Do you know the difference between “complex” and “complicated”? Most of us certainly mix both concepts, sometimes even several times a day. Spoiler alert: they do not mean what you think they mean.

Being an etymology geek, I opened my beloved “Dictionnaire Historique de la Langue Française,” this monumental work by Alain Rey published chez Éditions Robert, and found out the ancestors of both words. Not just because doing it in French makes everything look more intellectual, mind you.

Complex is borrowed from the Latin complexus, meaning “made of intertwined elements”. This word is the past participle adjectived of complecti (“embrace, understand”) itself derived from plectere (“bend, intertwine”). This word has been used since the XVI century to qualify that which is made of heterogenous elements.
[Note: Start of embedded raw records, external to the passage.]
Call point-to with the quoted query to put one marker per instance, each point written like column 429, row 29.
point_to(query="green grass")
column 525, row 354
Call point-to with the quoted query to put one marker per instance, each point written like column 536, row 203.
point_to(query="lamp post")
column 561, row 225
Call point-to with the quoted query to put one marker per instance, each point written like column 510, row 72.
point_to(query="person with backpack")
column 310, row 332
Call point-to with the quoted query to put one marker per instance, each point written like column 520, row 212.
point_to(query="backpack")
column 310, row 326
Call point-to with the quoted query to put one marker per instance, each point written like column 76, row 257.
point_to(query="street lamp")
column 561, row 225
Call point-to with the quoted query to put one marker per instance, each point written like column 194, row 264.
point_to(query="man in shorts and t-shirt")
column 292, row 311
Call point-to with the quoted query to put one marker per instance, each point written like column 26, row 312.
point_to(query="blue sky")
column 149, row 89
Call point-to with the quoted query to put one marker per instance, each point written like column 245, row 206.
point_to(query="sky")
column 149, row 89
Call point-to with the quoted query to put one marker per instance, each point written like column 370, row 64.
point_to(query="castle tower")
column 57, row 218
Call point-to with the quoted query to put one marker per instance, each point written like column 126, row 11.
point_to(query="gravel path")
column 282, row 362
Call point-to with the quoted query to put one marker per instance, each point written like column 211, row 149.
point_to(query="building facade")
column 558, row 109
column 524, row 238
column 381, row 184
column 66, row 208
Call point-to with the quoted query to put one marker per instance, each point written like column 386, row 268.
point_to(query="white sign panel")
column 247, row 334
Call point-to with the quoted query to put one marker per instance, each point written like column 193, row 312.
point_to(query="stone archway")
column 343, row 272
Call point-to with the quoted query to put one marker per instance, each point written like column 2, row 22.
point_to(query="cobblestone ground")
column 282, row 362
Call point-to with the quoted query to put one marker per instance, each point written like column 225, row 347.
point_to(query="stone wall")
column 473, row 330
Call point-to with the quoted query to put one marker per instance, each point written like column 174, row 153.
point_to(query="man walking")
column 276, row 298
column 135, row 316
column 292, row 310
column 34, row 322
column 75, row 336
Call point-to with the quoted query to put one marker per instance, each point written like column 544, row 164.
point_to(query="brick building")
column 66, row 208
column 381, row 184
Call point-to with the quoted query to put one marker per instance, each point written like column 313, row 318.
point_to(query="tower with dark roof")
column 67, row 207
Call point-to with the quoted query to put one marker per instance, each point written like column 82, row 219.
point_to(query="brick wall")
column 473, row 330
Complex shares the same root (plectere) with the words “perplex” (in use since the 14th century in France) and the medical term “plexus” meaning “interlacing” and used since the 16th century as a medical term for “network of nerves or blood vessels”.

One of the most common uses of the word in science is the concept of “complex numbers”, created by the Italian mathematicians Gerolamo Cardano and Raffaele Bombelli (between 1545 and 1560), later rigourously defined by William Rowan Hamilton in 1828, born from the need to solve the problem of the square root of -1.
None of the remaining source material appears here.